AIC / BIC vs P-Values in lmer
Hi Andrew, Thanks very much for this, however, does this mean that the problems with interpreting the AIC value as explained by Phillip Dixon still apply?
1) the AIC calculated from the reml lnL only informs you about the fit of the random effects model. 2) the reml AIC can only be compared between models with the same fixed effects. Otherwise, the lnL is being calculated from different data (because different residuals with different X's).

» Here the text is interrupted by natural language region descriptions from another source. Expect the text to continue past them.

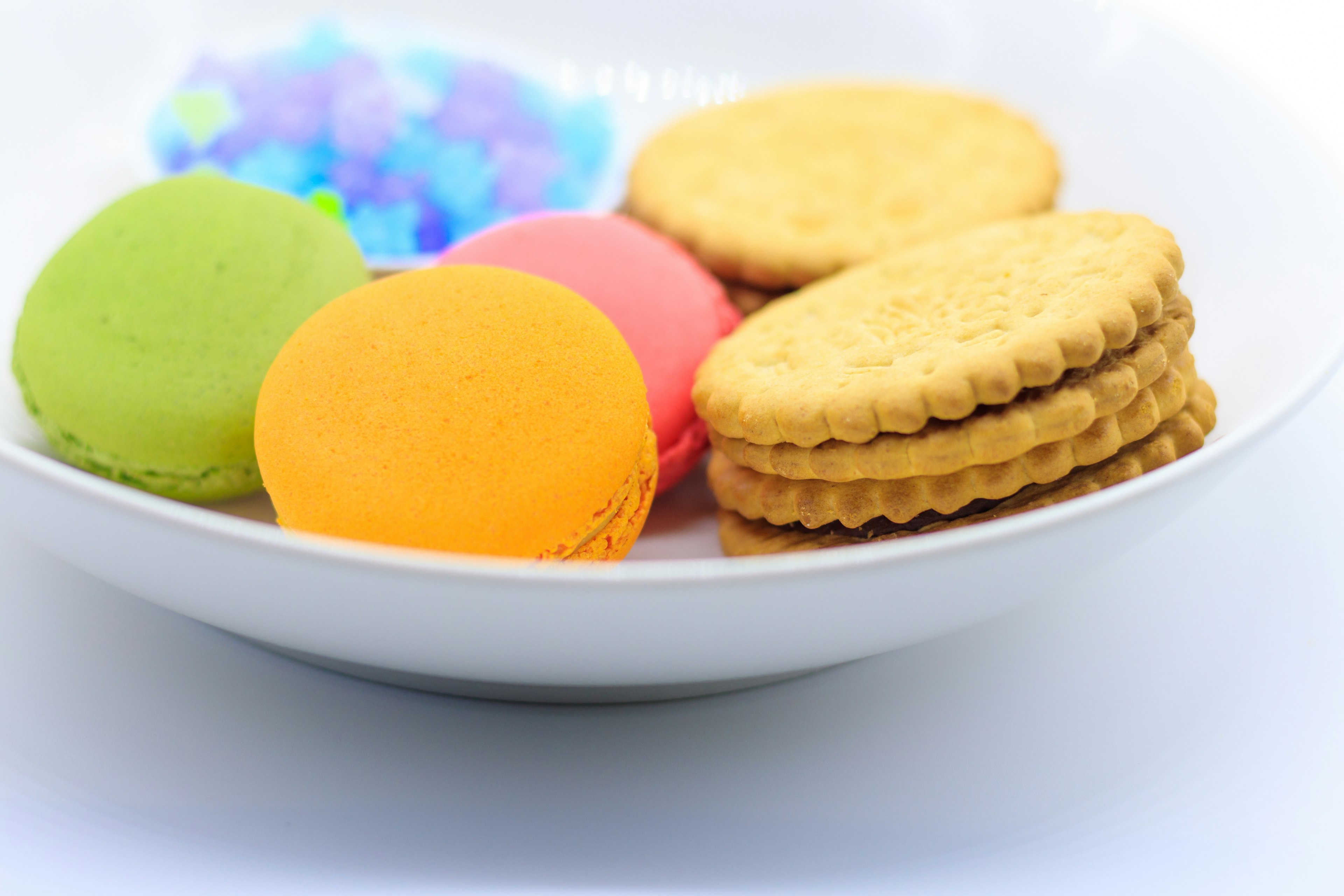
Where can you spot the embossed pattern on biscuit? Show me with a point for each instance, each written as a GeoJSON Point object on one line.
{"type": "Point", "coordinates": [940, 330]}
{"type": "Point", "coordinates": [791, 186]}
{"type": "Point", "coordinates": [994, 433]}
{"type": "Point", "coordinates": [1174, 439]}
{"type": "Point", "coordinates": [816, 503]}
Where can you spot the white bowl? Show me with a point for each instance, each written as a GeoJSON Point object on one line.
{"type": "Point", "coordinates": [1143, 124]}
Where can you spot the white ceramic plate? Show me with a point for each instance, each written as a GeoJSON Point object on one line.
{"type": "Point", "coordinates": [1142, 123]}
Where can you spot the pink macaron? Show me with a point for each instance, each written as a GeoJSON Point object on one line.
{"type": "Point", "coordinates": [668, 308]}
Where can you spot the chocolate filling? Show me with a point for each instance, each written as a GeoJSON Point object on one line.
{"type": "Point", "coordinates": [749, 299]}
{"type": "Point", "coordinates": [881, 526]}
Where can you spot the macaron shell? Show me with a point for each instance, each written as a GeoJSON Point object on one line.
{"type": "Point", "coordinates": [146, 339]}
{"type": "Point", "coordinates": [616, 539]}
{"type": "Point", "coordinates": [457, 409]}
{"type": "Point", "coordinates": [668, 308]}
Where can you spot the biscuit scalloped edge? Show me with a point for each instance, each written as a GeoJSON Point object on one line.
{"type": "Point", "coordinates": [999, 433]}
{"type": "Point", "coordinates": [749, 387]}
{"type": "Point", "coordinates": [815, 503]}
{"type": "Point", "coordinates": [1172, 440]}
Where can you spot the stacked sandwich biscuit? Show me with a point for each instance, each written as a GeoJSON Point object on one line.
{"type": "Point", "coordinates": [1006, 369]}
{"type": "Point", "coordinates": [780, 190]}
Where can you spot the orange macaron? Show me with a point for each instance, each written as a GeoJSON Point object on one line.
{"type": "Point", "coordinates": [460, 409]}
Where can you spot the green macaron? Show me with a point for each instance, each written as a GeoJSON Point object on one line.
{"type": "Point", "coordinates": [144, 343]}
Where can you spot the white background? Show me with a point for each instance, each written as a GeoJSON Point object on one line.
{"type": "Point", "coordinates": [1175, 727]}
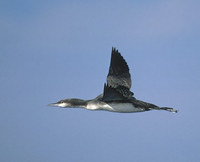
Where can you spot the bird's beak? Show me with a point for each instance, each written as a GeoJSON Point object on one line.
{"type": "Point", "coordinates": [53, 104]}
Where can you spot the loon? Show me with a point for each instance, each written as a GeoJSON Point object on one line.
{"type": "Point", "coordinates": [116, 96]}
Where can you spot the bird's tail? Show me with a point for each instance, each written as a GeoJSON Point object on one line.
{"type": "Point", "coordinates": [165, 108]}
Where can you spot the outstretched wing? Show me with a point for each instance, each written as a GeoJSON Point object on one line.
{"type": "Point", "coordinates": [118, 79]}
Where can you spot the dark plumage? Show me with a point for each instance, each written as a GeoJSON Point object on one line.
{"type": "Point", "coordinates": [116, 96]}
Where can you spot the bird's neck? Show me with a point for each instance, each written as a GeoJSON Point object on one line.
{"type": "Point", "coordinates": [78, 103]}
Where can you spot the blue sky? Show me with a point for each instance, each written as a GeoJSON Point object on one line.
{"type": "Point", "coordinates": [51, 50]}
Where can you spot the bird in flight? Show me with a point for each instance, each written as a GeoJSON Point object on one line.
{"type": "Point", "coordinates": [116, 96]}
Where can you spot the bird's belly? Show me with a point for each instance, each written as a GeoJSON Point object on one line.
{"type": "Point", "coordinates": [122, 107]}
{"type": "Point", "coordinates": [115, 107]}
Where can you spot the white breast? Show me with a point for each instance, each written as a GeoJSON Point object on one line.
{"type": "Point", "coordinates": [115, 107]}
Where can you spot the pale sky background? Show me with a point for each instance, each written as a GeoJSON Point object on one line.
{"type": "Point", "coordinates": [51, 50]}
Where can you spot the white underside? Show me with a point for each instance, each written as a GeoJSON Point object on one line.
{"type": "Point", "coordinates": [115, 107]}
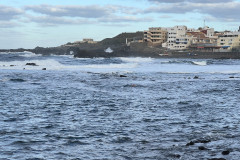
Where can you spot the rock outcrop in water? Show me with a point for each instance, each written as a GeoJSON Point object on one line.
{"type": "Point", "coordinates": [120, 49]}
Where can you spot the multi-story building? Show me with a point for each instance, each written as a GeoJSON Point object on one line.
{"type": "Point", "coordinates": [177, 38]}
{"type": "Point", "coordinates": [229, 40]}
{"type": "Point", "coordinates": [155, 36]}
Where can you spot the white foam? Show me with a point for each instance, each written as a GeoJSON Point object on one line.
{"type": "Point", "coordinates": [110, 66]}
{"type": "Point", "coordinates": [49, 63]}
{"type": "Point", "coordinates": [30, 54]}
{"type": "Point", "coordinates": [200, 63]}
{"type": "Point", "coordinates": [136, 59]}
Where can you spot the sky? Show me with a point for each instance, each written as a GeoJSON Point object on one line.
{"type": "Point", "coordinates": [50, 23]}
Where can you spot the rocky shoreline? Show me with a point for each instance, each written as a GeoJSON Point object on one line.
{"type": "Point", "coordinates": [120, 49]}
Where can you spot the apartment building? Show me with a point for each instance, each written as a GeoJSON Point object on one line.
{"type": "Point", "coordinates": [155, 36]}
{"type": "Point", "coordinates": [177, 38]}
{"type": "Point", "coordinates": [229, 40]}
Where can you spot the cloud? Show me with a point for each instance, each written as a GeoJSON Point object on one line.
{"type": "Point", "coordinates": [192, 1]}
{"type": "Point", "coordinates": [8, 13]}
{"type": "Point", "coordinates": [222, 11]}
{"type": "Point", "coordinates": [8, 24]}
{"type": "Point", "coordinates": [49, 15]}
{"type": "Point", "coordinates": [120, 19]}
{"type": "Point", "coordinates": [93, 11]}
{"type": "Point", "coordinates": [165, 16]}
{"type": "Point", "coordinates": [53, 21]}
{"type": "Point", "coordinates": [181, 20]}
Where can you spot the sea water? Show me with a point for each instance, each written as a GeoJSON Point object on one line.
{"type": "Point", "coordinates": [118, 108]}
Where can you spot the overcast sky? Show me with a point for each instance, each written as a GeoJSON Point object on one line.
{"type": "Point", "coordinates": [49, 23]}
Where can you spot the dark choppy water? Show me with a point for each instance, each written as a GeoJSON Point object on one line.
{"type": "Point", "coordinates": [83, 109]}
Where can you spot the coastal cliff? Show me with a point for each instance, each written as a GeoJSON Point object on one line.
{"type": "Point", "coordinates": [121, 49]}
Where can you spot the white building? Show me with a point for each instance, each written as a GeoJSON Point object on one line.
{"type": "Point", "coordinates": [177, 38]}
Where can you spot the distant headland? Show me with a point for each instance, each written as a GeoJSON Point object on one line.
{"type": "Point", "coordinates": [156, 42]}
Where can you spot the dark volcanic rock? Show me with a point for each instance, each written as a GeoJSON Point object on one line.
{"type": "Point", "coordinates": [190, 143]}
{"type": "Point", "coordinates": [225, 152]}
{"type": "Point", "coordinates": [202, 148]}
{"type": "Point", "coordinates": [31, 64]}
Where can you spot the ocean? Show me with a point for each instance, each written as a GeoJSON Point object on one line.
{"type": "Point", "coordinates": [118, 108]}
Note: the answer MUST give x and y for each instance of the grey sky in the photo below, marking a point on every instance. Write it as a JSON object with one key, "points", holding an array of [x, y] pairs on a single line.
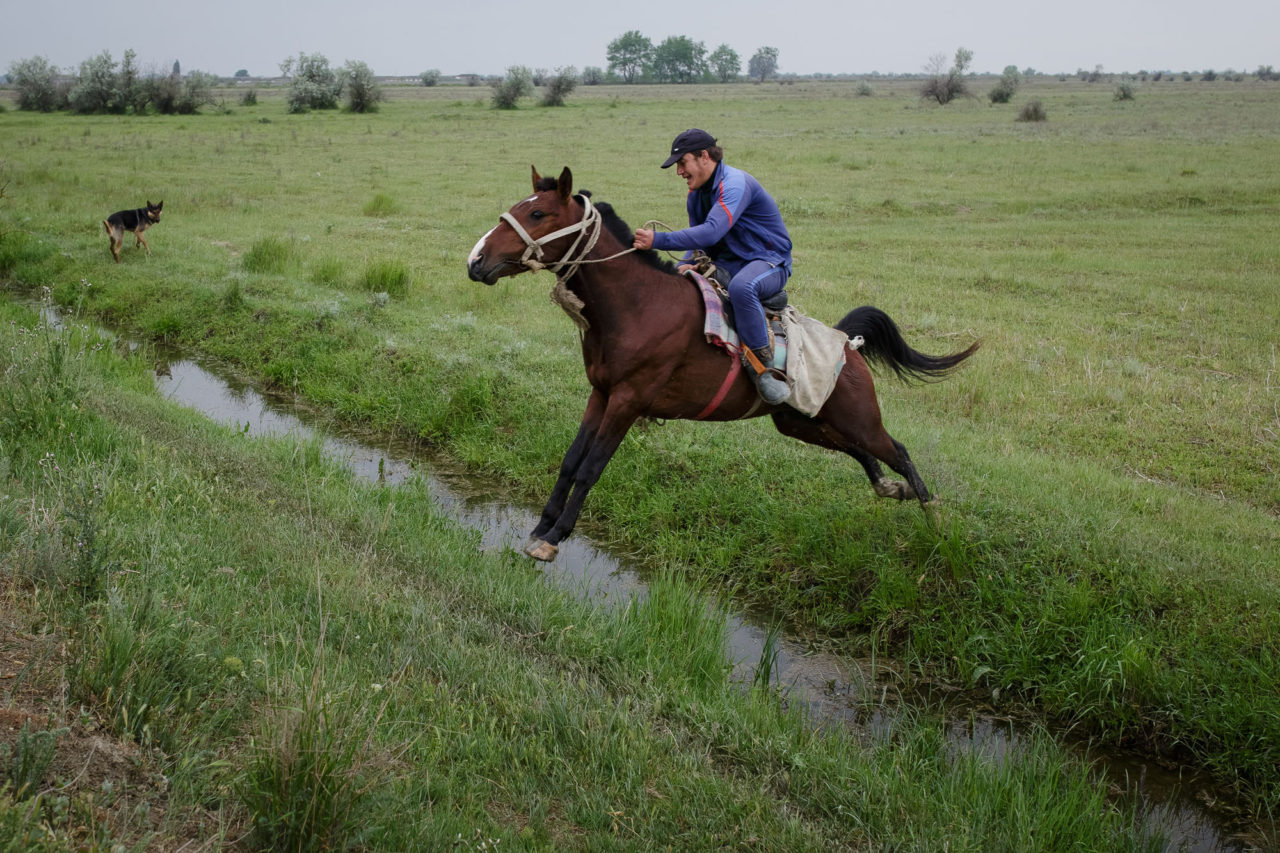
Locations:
{"points": [[487, 36]]}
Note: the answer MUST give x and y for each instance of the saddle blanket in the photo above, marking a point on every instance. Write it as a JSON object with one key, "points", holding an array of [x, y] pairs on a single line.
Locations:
{"points": [[810, 352]]}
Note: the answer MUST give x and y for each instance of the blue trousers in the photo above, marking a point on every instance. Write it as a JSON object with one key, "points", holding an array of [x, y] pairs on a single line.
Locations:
{"points": [[757, 281]]}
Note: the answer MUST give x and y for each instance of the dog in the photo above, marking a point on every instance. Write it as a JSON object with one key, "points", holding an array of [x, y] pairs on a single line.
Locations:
{"points": [[136, 220]]}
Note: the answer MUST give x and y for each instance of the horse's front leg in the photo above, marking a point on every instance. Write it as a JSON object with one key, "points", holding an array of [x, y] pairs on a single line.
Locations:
{"points": [[581, 468]]}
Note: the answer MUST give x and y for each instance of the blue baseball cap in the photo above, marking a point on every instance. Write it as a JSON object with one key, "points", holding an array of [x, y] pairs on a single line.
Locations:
{"points": [[691, 140]]}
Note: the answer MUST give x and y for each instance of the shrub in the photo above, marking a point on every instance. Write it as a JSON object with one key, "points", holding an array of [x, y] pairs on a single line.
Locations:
{"points": [[560, 86], [1032, 112], [510, 89], [95, 90], [314, 85], [36, 81], [196, 90], [945, 85], [1008, 86], [361, 87]]}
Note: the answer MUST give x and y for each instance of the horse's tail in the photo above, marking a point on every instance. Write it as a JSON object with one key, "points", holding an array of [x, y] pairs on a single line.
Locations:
{"points": [[883, 345]]}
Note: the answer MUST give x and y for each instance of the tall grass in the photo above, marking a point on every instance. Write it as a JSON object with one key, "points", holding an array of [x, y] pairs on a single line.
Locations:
{"points": [[1105, 464]]}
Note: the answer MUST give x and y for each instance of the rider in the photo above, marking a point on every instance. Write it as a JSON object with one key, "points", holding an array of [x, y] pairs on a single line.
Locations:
{"points": [[737, 224]]}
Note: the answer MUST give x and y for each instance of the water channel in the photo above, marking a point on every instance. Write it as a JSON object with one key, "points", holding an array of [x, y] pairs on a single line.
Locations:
{"points": [[833, 689]]}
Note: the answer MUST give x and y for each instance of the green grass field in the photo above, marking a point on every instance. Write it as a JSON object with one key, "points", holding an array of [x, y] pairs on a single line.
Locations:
{"points": [[1107, 464]]}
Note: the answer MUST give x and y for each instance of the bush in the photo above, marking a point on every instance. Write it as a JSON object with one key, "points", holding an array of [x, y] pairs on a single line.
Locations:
{"points": [[1032, 112], [314, 85], [1008, 86], [95, 90], [196, 90], [945, 85], [510, 89], [36, 81], [560, 86]]}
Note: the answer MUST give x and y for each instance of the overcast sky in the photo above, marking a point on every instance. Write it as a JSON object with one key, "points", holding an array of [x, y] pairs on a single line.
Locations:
{"points": [[488, 36]]}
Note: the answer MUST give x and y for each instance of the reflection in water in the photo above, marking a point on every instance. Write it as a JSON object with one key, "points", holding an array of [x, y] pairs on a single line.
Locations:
{"points": [[832, 689]]}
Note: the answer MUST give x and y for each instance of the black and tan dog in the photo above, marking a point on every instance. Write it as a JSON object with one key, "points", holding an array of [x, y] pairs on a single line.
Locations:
{"points": [[136, 220]]}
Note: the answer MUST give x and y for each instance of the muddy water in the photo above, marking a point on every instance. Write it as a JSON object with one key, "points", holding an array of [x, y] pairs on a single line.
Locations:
{"points": [[833, 689]]}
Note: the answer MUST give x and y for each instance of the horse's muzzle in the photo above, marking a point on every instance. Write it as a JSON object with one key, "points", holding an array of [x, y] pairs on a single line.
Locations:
{"points": [[478, 273]]}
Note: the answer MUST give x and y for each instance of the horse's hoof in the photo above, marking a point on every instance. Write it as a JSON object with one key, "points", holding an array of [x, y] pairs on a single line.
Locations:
{"points": [[896, 489], [540, 550]]}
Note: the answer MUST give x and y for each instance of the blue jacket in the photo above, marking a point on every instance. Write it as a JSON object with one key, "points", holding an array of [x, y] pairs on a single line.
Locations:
{"points": [[735, 220]]}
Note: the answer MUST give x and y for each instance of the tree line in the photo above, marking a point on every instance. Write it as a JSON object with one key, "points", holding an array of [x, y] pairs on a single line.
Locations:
{"points": [[101, 85], [679, 59]]}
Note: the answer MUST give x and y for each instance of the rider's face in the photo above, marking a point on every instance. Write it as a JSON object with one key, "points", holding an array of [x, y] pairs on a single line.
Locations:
{"points": [[695, 168]]}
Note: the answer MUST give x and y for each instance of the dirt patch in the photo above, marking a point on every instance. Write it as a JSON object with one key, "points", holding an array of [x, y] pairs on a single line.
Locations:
{"points": [[96, 785]]}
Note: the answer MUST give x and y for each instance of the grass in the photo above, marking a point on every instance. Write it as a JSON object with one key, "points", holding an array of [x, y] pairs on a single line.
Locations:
{"points": [[350, 671], [1107, 464]]}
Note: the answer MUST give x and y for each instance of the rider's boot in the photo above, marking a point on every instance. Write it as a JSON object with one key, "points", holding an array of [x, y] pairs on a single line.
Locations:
{"points": [[772, 388]]}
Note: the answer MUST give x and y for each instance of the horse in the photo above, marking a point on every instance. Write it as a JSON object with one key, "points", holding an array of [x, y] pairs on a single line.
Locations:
{"points": [[647, 356]]}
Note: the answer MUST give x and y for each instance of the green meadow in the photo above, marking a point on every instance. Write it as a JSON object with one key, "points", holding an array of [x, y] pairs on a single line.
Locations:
{"points": [[1105, 559]]}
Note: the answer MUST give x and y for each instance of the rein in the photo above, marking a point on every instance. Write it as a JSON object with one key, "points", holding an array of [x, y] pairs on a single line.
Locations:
{"points": [[588, 231]]}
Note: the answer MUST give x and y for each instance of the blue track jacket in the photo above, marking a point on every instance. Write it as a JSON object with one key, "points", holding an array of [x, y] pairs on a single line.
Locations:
{"points": [[735, 220]]}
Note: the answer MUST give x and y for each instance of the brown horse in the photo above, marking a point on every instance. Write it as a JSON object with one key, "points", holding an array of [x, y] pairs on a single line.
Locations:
{"points": [[647, 356]]}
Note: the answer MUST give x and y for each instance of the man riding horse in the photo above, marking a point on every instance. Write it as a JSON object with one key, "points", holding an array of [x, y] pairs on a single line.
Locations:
{"points": [[735, 222]]}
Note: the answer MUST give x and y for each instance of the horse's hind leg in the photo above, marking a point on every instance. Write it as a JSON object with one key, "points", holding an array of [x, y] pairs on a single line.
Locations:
{"points": [[892, 452]]}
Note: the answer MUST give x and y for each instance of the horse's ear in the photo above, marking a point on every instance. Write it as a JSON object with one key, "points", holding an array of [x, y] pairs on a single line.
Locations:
{"points": [[566, 185]]}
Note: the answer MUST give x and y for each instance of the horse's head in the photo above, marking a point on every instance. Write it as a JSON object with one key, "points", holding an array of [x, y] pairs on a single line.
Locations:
{"points": [[533, 235]]}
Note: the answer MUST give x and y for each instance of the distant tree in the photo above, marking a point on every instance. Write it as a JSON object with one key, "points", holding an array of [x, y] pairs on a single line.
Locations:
{"points": [[629, 54], [315, 86], [725, 63], [944, 85], [96, 86], [36, 81], [1006, 87], [679, 59], [763, 64], [197, 90], [507, 90], [361, 87], [558, 86]]}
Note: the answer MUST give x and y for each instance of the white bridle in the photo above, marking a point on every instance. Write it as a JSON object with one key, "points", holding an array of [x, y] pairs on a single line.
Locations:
{"points": [[588, 231]]}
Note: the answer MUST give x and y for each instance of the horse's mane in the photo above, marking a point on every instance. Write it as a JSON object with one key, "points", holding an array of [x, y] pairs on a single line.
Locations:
{"points": [[621, 231]]}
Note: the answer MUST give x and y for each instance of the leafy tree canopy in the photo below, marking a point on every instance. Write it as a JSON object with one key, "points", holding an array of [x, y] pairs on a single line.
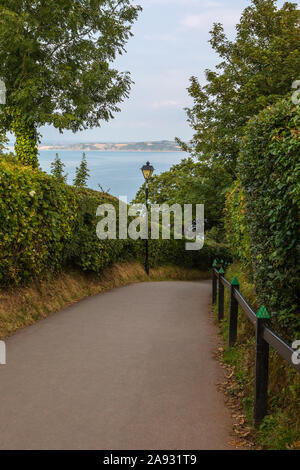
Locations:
{"points": [[81, 173], [57, 169], [56, 56], [190, 182], [256, 68]]}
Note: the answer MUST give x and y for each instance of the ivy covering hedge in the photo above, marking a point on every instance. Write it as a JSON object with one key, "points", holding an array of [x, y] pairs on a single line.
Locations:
{"points": [[46, 225], [263, 210]]}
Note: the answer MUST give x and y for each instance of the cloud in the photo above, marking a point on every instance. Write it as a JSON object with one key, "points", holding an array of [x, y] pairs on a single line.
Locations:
{"points": [[186, 3], [160, 37], [166, 104], [204, 21]]}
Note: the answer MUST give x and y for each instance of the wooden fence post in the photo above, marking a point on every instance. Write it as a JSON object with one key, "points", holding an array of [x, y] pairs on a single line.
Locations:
{"points": [[233, 314], [214, 283], [221, 296], [261, 368]]}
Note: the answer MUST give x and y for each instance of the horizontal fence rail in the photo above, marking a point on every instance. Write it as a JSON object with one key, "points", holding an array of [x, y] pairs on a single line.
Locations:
{"points": [[265, 337]]}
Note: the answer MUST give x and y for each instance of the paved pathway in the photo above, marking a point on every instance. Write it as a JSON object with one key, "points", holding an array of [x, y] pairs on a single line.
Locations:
{"points": [[132, 368]]}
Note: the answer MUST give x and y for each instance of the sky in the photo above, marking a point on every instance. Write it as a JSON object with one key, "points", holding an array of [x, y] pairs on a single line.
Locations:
{"points": [[170, 44]]}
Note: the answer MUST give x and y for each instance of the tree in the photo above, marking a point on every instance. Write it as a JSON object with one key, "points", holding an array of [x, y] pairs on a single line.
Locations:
{"points": [[81, 174], [257, 69], [190, 182], [57, 169], [57, 65]]}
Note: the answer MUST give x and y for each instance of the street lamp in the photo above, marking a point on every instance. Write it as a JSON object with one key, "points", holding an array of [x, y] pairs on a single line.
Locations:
{"points": [[147, 171]]}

If so is there a work around using binomial data in lmer? Thanks Chris
On 5 Aug 2010, at 14:22, Crowe, Andrew wrote:
Chris/Ben The lack of effect of the REML parameter is simply explained by the fact you are fitting a binomial model. This causes the lmer call to default to a glmer call in which the REML parameter is ignored. I also note that you are specifying order/family in the random term, which I assume are the taxanomic definitions of family and order. As family is completey nested in order so that order:family is as unique as family, no additional variance is explained by order over family so I believe that you should just be able to specify (1|family) for your random intercept. Regards Andrew Dr Andrew Crowe Lancaster Environment Centre Lancaster University Lancaster LA1 4YQ UK ________________________________ From: r-sig-ecology-bounces at r-project.org on behalf of Chris Mcowen Sent: Thu 05/08/2010 2:04 PM To: Ben Bolker Cc: r-sig-ecology at r-project.org Subject: Re: [R-sig-eco] AIC / BIC vs P-Values in lmer I have just tried it with REML=FALSE and once again there is no difference in the AIC/BIC values between the two models? I have given two examples this time but have tried it with 10 models with no difference. Thanks, Chris 1 MODEL WITH REML=FALSE
model01 <- lmer(threatornot~1+(1|order/family) + seasonality + pollendispersal + breedingsystem*fruit + habit + lifeform + woodyness, family=binomial,REML=FALSE )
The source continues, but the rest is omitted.